In every public or private trouble or upheaval, as well as in every effort to reorganize and restore, his name, his presence is dominant. After becoming Pope he lived chiefly at the Lateran palace, then the official Papal residence, and they still keep there the narrow pallet that served him for a bed, and—mark this, ye modern schoolboys!—the little rod which he had to use to keep his dark-eyed, rampageous young choristers in order!
The men who can govern others with the most unerring wisdom are often entirely mistaken in their appreciation of themselves. Only the other day the local and most successful Superior of a great missionary order in America was bewailing his fate to me. “I told the Bishop he was making a dreadful mistake in making me the Rector,” he declared, “it is not my work—I was not intended to govern and lead! I am a born free-lance—I want to travel all over the country seeking out the lost souls. I am no good at anything else!”
But the Bishop knew better; and so it was with the great crowd of clergy and laity who designated Gregory for the Papacy. What he accomplished during his pontificate has been well summed up by Montalembert: “Gregory, who alone amongst men has received, by universal consent, the double surname of Saint and Great, will be an everlasting honour to the Benedictine order, as to the Papacy. By his genius, but especially by the charm and ascendancy of his virtue, he was destined to organize the temporal power of the Popes, to develop and regulate their spiritual sovereignty, to found their paternal supremacy over the new-born crowns and races which were to become the great nations of the future, and to be called France, Spain, and England.

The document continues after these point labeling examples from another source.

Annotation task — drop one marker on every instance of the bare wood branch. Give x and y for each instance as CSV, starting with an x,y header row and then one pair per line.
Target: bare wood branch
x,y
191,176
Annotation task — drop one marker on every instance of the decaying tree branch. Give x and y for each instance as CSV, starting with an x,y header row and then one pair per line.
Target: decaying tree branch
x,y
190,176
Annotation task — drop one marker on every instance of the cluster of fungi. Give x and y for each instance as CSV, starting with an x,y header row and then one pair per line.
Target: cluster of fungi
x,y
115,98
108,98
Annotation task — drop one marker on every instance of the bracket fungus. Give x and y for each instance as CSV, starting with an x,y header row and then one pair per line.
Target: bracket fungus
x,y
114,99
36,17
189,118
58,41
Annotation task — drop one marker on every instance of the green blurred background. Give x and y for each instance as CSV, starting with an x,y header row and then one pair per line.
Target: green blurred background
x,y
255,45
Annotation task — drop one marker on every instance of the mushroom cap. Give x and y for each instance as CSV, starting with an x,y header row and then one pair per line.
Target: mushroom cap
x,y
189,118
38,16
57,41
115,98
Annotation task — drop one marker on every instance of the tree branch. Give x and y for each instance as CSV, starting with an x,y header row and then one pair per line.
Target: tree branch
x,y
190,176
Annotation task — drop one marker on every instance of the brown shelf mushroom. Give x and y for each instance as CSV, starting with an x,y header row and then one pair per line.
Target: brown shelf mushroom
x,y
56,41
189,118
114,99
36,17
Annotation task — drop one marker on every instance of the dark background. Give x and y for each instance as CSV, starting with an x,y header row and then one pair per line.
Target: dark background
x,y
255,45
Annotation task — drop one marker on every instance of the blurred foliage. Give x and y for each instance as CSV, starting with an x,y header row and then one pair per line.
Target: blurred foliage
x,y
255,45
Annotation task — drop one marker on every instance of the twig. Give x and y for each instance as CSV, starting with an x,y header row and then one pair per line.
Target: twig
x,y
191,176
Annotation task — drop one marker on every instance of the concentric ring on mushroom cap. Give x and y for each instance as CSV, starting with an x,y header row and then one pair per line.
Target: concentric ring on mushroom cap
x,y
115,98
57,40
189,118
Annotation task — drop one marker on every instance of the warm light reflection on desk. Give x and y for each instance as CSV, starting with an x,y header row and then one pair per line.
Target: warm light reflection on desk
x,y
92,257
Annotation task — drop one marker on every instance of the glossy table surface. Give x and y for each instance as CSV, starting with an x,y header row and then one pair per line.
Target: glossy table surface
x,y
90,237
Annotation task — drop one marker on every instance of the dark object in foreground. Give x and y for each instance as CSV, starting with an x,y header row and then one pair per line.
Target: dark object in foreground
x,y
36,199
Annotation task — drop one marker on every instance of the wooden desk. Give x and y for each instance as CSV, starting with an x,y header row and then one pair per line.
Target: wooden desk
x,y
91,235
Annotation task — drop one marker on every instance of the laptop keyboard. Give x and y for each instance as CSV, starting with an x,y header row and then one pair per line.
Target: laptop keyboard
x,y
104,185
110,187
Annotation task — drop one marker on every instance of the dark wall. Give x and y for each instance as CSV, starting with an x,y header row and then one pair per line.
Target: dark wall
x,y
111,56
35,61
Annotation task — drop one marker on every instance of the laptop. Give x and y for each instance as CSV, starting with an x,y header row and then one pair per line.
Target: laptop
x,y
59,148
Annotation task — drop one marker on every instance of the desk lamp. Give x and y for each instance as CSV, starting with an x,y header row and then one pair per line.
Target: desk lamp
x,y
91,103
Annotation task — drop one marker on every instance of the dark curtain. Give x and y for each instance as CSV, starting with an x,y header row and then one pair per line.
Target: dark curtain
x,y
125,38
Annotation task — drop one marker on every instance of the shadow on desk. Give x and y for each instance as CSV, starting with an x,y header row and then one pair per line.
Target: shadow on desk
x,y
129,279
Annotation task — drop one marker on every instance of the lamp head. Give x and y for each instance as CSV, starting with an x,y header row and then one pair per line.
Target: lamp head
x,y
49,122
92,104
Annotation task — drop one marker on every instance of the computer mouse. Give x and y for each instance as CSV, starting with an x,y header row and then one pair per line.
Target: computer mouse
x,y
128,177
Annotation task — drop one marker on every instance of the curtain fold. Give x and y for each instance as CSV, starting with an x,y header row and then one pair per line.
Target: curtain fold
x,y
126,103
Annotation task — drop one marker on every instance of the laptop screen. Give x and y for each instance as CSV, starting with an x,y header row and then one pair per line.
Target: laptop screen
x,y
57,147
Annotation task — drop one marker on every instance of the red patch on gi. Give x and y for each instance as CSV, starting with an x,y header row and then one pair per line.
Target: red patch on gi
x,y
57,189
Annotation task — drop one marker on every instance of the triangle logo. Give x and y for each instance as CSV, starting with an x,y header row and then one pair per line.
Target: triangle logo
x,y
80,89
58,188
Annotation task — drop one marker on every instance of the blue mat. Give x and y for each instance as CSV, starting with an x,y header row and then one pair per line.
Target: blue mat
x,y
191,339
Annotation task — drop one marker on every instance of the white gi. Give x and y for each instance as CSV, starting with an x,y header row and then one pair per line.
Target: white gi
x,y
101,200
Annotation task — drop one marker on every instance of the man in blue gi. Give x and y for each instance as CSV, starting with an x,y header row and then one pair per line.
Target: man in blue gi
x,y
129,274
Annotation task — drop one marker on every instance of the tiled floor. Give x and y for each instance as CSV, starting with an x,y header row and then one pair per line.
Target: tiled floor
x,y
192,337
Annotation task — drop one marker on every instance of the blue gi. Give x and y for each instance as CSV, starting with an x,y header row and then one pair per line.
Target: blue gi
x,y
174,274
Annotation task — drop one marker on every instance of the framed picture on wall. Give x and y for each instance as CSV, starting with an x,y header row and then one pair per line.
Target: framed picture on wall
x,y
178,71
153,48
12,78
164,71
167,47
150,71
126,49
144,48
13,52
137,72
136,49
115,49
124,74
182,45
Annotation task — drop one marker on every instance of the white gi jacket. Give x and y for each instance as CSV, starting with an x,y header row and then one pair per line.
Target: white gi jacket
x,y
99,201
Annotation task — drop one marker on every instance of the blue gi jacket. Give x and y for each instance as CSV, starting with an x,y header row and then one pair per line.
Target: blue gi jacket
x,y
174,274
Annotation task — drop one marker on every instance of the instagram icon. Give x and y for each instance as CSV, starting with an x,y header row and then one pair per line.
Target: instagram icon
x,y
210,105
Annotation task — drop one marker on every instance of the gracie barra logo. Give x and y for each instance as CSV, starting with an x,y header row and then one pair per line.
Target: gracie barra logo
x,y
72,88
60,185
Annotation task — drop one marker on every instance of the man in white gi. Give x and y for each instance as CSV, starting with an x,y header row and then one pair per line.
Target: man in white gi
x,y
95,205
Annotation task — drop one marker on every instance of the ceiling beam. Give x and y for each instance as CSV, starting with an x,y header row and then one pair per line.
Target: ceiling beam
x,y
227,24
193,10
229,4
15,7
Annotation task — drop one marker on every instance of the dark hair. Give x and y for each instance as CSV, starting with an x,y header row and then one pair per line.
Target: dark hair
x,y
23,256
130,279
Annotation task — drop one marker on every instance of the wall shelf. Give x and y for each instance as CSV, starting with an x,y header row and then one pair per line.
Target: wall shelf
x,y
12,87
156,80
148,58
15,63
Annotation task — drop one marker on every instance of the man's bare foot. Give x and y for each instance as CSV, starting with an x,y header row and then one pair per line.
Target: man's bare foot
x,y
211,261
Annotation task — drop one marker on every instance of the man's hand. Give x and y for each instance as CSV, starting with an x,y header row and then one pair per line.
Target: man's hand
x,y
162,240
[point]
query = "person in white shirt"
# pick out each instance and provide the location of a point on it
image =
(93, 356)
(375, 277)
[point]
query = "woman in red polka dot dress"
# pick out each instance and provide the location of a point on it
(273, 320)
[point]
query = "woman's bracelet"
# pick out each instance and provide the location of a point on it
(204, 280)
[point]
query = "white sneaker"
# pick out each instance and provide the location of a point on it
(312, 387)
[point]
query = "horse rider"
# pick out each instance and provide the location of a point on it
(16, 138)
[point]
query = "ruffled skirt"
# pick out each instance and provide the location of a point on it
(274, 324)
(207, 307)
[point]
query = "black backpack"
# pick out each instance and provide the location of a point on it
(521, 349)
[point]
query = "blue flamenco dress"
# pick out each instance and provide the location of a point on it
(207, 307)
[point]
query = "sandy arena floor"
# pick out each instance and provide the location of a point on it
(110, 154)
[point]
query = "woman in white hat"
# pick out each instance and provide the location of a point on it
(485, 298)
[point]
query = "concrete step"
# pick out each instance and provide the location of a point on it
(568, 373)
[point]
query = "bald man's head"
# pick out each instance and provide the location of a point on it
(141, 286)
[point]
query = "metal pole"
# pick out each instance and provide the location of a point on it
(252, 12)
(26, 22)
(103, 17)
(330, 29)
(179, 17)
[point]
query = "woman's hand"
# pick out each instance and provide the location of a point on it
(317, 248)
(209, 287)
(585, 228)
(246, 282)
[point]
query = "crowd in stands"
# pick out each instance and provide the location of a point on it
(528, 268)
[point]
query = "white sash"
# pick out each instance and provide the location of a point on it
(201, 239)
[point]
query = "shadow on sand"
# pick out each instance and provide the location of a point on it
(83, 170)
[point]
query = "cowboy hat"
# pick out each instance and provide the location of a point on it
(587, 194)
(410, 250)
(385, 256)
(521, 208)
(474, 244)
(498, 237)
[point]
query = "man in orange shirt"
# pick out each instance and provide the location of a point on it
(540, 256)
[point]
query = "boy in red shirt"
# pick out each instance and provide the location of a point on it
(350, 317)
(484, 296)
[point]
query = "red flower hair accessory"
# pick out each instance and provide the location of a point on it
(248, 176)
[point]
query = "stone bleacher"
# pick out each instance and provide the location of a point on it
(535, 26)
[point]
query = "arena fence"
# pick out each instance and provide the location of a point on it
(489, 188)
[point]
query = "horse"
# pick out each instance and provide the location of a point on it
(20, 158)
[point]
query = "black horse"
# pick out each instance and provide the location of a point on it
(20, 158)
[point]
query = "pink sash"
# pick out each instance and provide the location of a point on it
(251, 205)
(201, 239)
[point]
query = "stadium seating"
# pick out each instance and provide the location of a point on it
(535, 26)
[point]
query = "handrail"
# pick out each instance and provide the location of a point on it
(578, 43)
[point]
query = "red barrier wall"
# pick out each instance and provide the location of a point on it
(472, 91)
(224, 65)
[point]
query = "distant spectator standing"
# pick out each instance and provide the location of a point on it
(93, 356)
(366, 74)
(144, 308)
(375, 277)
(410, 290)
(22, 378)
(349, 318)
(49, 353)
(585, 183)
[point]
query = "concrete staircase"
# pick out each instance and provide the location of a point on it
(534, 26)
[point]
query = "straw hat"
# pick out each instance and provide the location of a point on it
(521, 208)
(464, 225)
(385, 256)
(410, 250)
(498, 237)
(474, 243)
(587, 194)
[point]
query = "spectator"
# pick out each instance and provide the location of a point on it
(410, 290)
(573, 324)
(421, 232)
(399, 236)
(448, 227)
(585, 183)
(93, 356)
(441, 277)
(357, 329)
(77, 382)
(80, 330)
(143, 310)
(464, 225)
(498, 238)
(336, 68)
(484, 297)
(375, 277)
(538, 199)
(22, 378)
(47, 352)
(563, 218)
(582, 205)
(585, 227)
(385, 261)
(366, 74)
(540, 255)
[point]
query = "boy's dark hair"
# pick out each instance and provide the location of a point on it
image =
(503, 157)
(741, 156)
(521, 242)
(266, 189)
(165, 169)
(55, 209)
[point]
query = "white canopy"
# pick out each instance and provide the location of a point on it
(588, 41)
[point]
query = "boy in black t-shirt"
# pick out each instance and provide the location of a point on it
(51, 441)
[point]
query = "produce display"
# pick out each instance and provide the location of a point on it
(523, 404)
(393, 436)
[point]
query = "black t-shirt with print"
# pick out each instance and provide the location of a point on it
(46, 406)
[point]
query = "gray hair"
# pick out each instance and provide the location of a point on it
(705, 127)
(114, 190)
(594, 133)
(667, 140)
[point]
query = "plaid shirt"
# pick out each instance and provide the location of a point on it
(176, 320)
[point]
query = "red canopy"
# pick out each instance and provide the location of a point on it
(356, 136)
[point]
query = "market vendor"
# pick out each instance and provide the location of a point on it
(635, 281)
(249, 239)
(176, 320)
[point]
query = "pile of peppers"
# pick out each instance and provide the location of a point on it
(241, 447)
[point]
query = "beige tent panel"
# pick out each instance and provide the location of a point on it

It was he, indeed, who inaugurated the Middle Ages, modern society, and Christian civilization.”
The task he undertook was a gigantic one, for on the one side he had to contend with the exactions and oppressions of the corrupt and decrepit Byzantine Emperors who were still the nominal rulers of Rome and his own secular masters on the other, with the great new forces let loose on the world in the increasing vigour and supremacy of the Lombards and other northern nations, more than half barbarous still, but, as Gregory clearly perceived, possessed of an intelligence and vitality which only required training and instruction to grow into great new polities which would replace the already dead Roman Empire.
To appreciate his labours one would have to read that colossal correspondence which has fortunately been preserved entire. Beside the mighty matters of Church and Empire which it sets forth, there shows all through the most tender and minute care for the lower and therefore unprotected classes, as well as for individual souls. Slavery, in every form, excited Gregory’s generous indignation, and his most earnest efforts were devoted to restoring slaves to the rank of human beings. The peasants on the great estates were serfs—practically slaves. He decreed that their marriages should be inviolable, their property their own, their wills valid; that wherever possible the Church revenues should be devoted to buying the freedom of slaves, and that never, on any plea, should Christians be sold to Jews or pagans. At the same time he enacted that neither Jews nor pagans should be baptized by force, and commanded that the synagogues of the Jews should be restored to them and that they should be allowed freedom of worship.
Always humble and diffident about asking anything for himself, it is amusing to find him severely reprimanding a Bishop who had authorized or permitted extortionate exactions to be practised against an obscure farmer in Sardinia, and at the same time writing meekly to the overseer of some ecclesiastical property in Sicily—a stud farm where were kept four hundred stallions: “You have sent me one bad horse and four asses. I cannot ride the horse, because it is bad, nor the asses, because they are asses. If you would assist to sustain me, send me something that I can use!”
But after all the special bond between St. Gregory and English-speaking peoples lies in the memorable act by which England was evangelized, after the Faith first planted there had been annihilated by the pagan Barbarians, Saxons, Angles, Scandinavians, to whom she fell an easy prey when Rome withdrew its protecting legions and abandoned her to her fate.
It is rather sweet to know that it was the fair, innocent beauty of a group of English children, standing, dazed and frightened, in the market to be sold, that first touched his heart to such warm pity for their country. He was then living as the Abbot of the community he had founded on the Cœlian Hill, and enough has been said to show how happy he was in his quiet life there.
It must have been some unusual necessity which took him far down into the town on a certain day and through the noisy crowded slave market. But on seeing the children, with their blue eyes full of tears and their long golden hair shining in the sun, everything else was forgotten; he stopped abruptly to ask who they were.
“Angles, from the isle of Britain,” was the answer, given indifferently enough. The keeper knew that the big, dark-faced monk was not a slave-buyer.